A few weeks later, he gathered his team and announced a significant policy change: every employee at Gravity Payments would earn a minimum of $70,000 a year. To fund this, he cut his own annual salary from approximately $1.1 million down to that same $70,000 figure, sold a second home, and drew significantly on his personal savings to support the transition.
The reaction was immediate and intense.
Critics labeled the decision reckless. Several business commentators predicted the company would fail. Some clients reportedly cut ties with Gravity Payments over the policy, with some calling Price a socialist. Two longtime employees resigned, expressing frustration that their raises were proportionally smaller than those given to newer staff who started from a lower baseline salary.
Media coverage across the country largely framed the experiment as likely doomed.
According to the company's reported outcomes over the following years, the predictions did not hold up. Gravity Payments has reported that a substantial majority of employees were able to pay down long-standing debt, that home purchases among staff increased significantly, and that employees who had previously felt unable to consider starting families began doing so — with the company reporting dozens of new births among staff members in the years following the policy change. The company also reported substantial increases in employee retirement contributions.
On the business side, Gravity Payments has reported that revenue grew substantially in the years following the policy, that its customer base expanded significantly, and that employee turnover dropped notably.
The company faced a genuine test during the COVID-19 pandemic, when Gravity reportedly lost more than half its revenue almost overnight. According to Price's public accounts, employees voluntarily offered to take temporary pay reductions specifically to protect their colleagues from layoffs. No employees were let go during this period. When the company's finances stabilized, it reportedly repaid the temporary pay reductions in full and subsequently issued raises.
Gravity Payments and its compensation policy have since been referenced in various business education contexts as a case study on alternative approaches to compensation and their potential relationship to business performance, generating ongoing discussion in business and economics communities about the relationship between employee financial wellbeing and company outcomes.

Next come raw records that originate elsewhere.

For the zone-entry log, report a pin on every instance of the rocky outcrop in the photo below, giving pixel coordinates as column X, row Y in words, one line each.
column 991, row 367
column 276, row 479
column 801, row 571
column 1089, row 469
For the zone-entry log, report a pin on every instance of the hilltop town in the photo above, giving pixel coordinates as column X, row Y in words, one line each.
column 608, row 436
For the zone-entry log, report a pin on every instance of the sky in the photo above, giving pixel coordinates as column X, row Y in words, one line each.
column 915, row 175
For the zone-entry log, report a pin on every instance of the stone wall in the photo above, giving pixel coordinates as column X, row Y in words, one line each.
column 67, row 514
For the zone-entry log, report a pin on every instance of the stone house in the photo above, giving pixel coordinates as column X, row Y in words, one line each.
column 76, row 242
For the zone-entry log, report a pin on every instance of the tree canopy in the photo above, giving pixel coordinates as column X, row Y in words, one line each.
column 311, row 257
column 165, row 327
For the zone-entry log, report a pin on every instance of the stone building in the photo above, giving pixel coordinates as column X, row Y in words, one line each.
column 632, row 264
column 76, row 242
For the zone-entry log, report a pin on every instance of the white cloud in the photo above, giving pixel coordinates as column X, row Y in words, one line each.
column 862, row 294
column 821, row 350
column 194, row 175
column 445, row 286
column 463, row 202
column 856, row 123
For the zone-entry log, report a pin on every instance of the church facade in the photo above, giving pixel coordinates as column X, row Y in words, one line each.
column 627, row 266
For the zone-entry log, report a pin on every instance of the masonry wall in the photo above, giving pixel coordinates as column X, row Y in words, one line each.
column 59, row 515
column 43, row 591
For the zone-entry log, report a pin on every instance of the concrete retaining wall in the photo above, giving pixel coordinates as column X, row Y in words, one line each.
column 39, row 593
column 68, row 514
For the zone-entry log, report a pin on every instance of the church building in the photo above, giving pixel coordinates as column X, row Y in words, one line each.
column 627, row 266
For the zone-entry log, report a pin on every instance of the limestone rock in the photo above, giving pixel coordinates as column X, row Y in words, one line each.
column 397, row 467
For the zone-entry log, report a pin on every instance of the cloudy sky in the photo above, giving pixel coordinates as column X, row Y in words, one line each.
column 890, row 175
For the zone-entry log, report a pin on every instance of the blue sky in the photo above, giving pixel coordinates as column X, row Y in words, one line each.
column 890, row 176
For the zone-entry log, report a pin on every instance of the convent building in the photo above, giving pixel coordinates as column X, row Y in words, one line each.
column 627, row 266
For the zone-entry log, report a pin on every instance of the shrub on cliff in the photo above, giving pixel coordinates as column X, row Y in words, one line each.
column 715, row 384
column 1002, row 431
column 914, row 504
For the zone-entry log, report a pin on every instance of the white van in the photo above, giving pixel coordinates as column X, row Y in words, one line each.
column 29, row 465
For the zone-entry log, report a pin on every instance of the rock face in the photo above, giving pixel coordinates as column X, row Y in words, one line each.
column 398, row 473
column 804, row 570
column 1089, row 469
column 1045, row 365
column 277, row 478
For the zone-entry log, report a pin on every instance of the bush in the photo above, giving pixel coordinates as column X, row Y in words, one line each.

Dan Price has said publicly that the original decision wasn't made with headlines in mind — it stemmed from a friend's genuine struggle and from a question he found himself asking about whether he was actually taking care of the people responsible for the company's success.
This story has resonated widely as a case study in an ongoing and genuinely contested conversation about compensation, business sustainability, and what businesses owe the people who build them. Reasonable people continue to debate whether this specific model is broadly replicable across different industries and company sizes — but the core experiment itself, and the reported outcomes that followed, represent a notable real-world test of an alternative approach to how companies might structure compensation.